The flags of the Republic of Panama have celebrated the anniversary of the ocean crossing, while the greatest ship of all times were passing through the New Panamax Canal built by the European consortium of which Salini Impregilo was the operational leader. The super boat Maria Energy, a giant for the transport of liquefied natural gas (LNG), has traveled the new locks from the Atlantic to the Pacific with the number 4,000 printed on the ticket.
A result celebrated by local authorities as an "extra target", that is well beyond the requirements of the project. The new Panama Canal, since its entry into service, has seen over two thousand container ships pass, which today account for 52% of the total transit, over one thousand oil tankers and 400 LNG vessels, which were prevented - due to size and safety - from passing through the old canal.
The Panama Canal
The new canal is milling one record after another. Symbolically the most impressive ship that passed through the New Panamax Canal was the Theodore Roosevelt of the French shipping company CMA CGM: 365.9 meters long, 48.2 wide, and with 14.863 containers on board. It is named after the American president who supported and celebrated the construction of the first Panama Canal, commissioning the American military genius for the enterprise.

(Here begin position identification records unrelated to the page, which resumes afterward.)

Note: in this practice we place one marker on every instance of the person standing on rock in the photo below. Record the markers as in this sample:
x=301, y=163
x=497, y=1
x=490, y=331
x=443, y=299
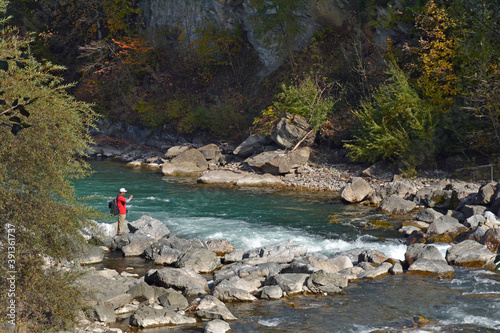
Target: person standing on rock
x=122, y=207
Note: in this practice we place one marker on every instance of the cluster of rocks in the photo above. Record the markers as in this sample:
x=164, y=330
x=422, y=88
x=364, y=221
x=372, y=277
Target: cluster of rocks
x=198, y=276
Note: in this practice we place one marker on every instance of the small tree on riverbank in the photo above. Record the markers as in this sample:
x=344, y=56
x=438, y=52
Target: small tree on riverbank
x=40, y=217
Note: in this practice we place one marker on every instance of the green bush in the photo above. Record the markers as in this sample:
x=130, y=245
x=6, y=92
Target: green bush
x=396, y=124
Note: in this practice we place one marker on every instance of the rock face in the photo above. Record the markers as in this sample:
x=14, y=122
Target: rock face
x=253, y=145
x=149, y=227
x=396, y=205
x=147, y=316
x=290, y=129
x=468, y=253
x=189, y=163
x=356, y=190
x=184, y=279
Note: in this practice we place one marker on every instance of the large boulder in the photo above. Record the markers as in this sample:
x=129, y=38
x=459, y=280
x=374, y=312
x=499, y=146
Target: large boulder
x=150, y=227
x=290, y=129
x=199, y=260
x=183, y=279
x=210, y=307
x=253, y=145
x=468, y=253
x=417, y=250
x=356, y=190
x=147, y=316
x=189, y=163
x=396, y=205
x=444, y=224
x=324, y=282
x=289, y=283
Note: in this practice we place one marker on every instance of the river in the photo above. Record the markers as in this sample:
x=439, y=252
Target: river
x=255, y=217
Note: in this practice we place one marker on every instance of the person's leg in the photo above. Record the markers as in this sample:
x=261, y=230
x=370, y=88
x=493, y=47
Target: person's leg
x=121, y=224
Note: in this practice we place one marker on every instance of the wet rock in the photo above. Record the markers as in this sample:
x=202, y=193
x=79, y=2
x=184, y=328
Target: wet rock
x=396, y=205
x=356, y=190
x=149, y=227
x=184, y=279
x=289, y=283
x=492, y=240
x=142, y=292
x=271, y=292
x=253, y=145
x=147, y=316
x=220, y=246
x=137, y=244
x=372, y=256
x=217, y=326
x=437, y=268
x=290, y=129
x=232, y=294
x=176, y=151
x=444, y=224
x=417, y=251
x=485, y=194
x=428, y=215
x=323, y=282
x=209, y=307
x=376, y=272
x=188, y=163
x=199, y=260
x=173, y=300
x=468, y=253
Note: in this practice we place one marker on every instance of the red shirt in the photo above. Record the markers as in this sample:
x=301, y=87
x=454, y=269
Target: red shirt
x=121, y=204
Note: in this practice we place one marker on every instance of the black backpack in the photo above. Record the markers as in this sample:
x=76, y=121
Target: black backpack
x=113, y=206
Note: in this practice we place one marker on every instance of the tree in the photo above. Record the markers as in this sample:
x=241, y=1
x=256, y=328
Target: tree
x=40, y=217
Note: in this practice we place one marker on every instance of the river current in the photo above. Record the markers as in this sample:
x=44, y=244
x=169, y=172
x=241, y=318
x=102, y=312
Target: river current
x=251, y=218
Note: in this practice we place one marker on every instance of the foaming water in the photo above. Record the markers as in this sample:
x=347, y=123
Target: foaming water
x=251, y=218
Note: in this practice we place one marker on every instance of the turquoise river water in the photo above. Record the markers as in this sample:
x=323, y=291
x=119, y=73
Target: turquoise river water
x=255, y=217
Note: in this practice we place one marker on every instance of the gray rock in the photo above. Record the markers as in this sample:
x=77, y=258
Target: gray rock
x=209, y=307
x=468, y=253
x=173, y=300
x=149, y=227
x=211, y=152
x=104, y=313
x=438, y=268
x=184, y=279
x=176, y=151
x=396, y=269
x=147, y=316
x=199, y=260
x=428, y=215
x=217, y=326
x=323, y=282
x=271, y=292
x=372, y=256
x=253, y=145
x=220, y=246
x=289, y=283
x=356, y=190
x=396, y=205
x=233, y=294
x=474, y=221
x=471, y=210
x=290, y=129
x=444, y=224
x=137, y=245
x=142, y=292
x=188, y=163
x=485, y=194
x=377, y=272
x=416, y=251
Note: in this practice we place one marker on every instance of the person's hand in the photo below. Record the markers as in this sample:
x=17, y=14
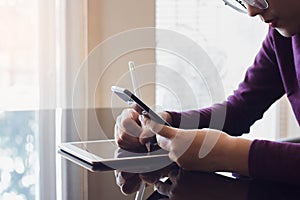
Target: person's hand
x=128, y=130
x=129, y=133
x=202, y=149
x=130, y=183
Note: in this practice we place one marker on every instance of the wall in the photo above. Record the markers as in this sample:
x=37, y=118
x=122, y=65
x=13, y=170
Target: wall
x=108, y=20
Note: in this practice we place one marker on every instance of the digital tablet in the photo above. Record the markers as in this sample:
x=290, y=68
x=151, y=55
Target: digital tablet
x=103, y=155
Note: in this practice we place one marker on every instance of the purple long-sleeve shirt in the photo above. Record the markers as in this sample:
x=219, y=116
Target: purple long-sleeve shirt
x=275, y=72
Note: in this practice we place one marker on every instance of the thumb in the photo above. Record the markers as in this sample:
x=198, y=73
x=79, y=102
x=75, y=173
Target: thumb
x=162, y=130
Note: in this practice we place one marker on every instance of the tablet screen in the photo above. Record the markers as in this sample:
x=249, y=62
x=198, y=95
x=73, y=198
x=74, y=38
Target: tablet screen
x=107, y=149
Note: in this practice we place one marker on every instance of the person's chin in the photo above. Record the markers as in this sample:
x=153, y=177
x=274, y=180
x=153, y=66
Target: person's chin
x=284, y=32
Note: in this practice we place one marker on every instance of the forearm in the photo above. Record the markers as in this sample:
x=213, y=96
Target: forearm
x=237, y=156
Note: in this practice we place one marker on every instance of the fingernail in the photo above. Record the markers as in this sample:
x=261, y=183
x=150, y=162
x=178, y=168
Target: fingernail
x=141, y=118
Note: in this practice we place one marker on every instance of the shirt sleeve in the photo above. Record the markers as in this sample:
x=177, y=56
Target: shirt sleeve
x=275, y=161
x=261, y=87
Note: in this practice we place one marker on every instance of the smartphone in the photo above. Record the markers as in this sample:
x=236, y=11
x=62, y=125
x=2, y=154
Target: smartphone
x=130, y=98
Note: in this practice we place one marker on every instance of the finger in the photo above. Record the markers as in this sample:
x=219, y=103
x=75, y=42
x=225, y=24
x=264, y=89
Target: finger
x=147, y=136
x=164, y=143
x=137, y=108
x=164, y=188
x=165, y=131
x=129, y=123
x=131, y=185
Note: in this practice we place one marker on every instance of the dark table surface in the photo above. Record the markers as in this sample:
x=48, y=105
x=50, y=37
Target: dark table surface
x=31, y=168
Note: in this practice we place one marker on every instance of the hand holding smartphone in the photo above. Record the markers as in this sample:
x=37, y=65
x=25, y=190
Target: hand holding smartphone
x=130, y=98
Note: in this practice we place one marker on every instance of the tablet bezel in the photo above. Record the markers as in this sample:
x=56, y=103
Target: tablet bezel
x=96, y=163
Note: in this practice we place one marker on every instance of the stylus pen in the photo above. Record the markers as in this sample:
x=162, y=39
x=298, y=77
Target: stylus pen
x=139, y=194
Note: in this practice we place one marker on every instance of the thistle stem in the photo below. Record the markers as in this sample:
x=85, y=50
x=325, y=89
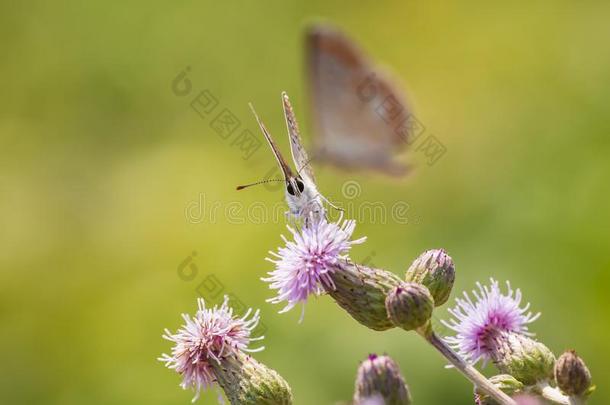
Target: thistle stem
x=463, y=367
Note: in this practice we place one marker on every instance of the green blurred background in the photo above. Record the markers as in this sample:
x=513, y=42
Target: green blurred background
x=100, y=160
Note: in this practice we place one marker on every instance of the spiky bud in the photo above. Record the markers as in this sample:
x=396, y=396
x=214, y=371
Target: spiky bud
x=434, y=269
x=361, y=291
x=504, y=382
x=245, y=381
x=524, y=358
x=571, y=373
x=409, y=305
x=379, y=378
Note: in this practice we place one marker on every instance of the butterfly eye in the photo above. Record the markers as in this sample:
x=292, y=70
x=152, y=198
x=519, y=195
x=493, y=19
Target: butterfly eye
x=300, y=185
x=289, y=189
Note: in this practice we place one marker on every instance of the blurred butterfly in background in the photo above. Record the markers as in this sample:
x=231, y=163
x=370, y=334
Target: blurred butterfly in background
x=302, y=196
x=360, y=118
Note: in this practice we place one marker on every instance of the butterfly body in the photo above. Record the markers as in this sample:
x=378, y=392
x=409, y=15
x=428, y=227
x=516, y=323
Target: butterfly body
x=306, y=203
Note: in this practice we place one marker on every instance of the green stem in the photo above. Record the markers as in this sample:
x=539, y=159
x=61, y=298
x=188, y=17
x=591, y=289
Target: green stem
x=555, y=396
x=463, y=367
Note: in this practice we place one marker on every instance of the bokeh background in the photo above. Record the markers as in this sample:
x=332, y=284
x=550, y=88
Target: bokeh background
x=100, y=162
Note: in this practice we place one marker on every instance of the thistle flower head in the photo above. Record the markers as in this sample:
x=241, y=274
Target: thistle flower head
x=303, y=266
x=379, y=381
x=205, y=338
x=492, y=312
x=434, y=269
x=571, y=373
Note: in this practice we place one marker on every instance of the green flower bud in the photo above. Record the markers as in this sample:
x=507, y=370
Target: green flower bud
x=361, y=291
x=524, y=358
x=379, y=377
x=504, y=382
x=409, y=305
x=245, y=381
x=435, y=270
x=572, y=375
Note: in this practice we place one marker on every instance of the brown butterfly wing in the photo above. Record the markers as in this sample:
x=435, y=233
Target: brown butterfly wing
x=357, y=112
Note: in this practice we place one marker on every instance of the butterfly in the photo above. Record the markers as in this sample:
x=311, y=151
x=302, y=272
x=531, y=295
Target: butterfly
x=302, y=196
x=361, y=119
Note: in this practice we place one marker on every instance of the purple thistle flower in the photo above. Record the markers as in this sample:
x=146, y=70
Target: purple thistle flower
x=208, y=336
x=492, y=313
x=303, y=266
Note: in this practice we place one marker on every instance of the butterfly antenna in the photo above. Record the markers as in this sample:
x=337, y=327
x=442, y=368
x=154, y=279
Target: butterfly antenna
x=258, y=182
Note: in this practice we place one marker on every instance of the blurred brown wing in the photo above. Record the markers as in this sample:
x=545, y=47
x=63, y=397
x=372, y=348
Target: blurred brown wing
x=299, y=155
x=358, y=114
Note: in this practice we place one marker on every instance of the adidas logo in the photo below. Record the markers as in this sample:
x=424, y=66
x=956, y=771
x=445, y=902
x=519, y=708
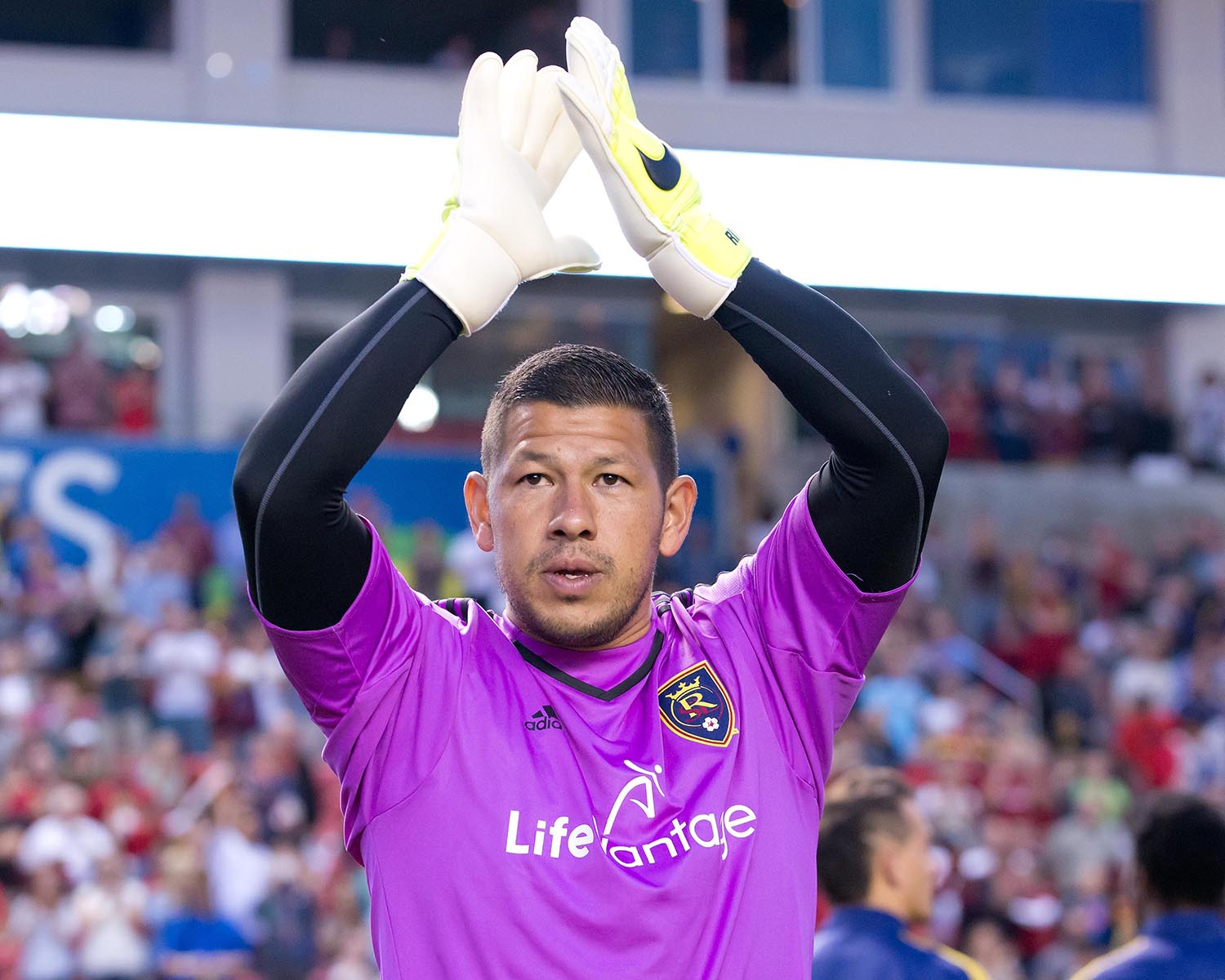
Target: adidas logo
x=543, y=719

The global era designs new and well-defined routes. Today, 36% of the total ship that pass through the Panama Canal, that is more than a third, unite Asia with the Eastern coasts of North America, connects the crowded ports of Shanghai, Singapore, Shenzhen, Hong Kong, with the big ports of New York, Baltimore, Savannah, Miami. Thanks to the interoceanic cut, shipping companies avoid the exhausting circumnavigation through the Strait of Magellan or the very long journey through the Suez Canal. According to the data of the Panama Canal Authority, in second place with 10% of the total ship transit, is an increasing connection between the above-mentioned Eastern ports of North America with Western ports of South America, especially with San Antonio in Chile.
The list of goods traces new horizons. In 2017, through the two Panama canals, goods transited for 155 million long tons (1 long ton = 1,016.1 Kg). In one year, new cars and trucks have gone from one continent to another, for a total of one and a half million tons. One million tons of unprocessed agricultural products, 53 million tons of oil, half a million tons of sugar.
The possibility to travel opens new boundaries. Last May 14th, the ship Norwegian Bliss, a giant cruise ship measuring 325.9 meters long, 41.4 meters wide, traveled from Miami through the new Panama Canal to the California and Mexican coasts with 4 thousand tourists on board . Sailing from the Atlantic to the Pacific, Norwegian Bliss set the record for the biggest cruise ship in history. A record destined to last very little. In just one year, 320,000 passengers crossed the isthmus, out of 250 cruise ships. Always bigger.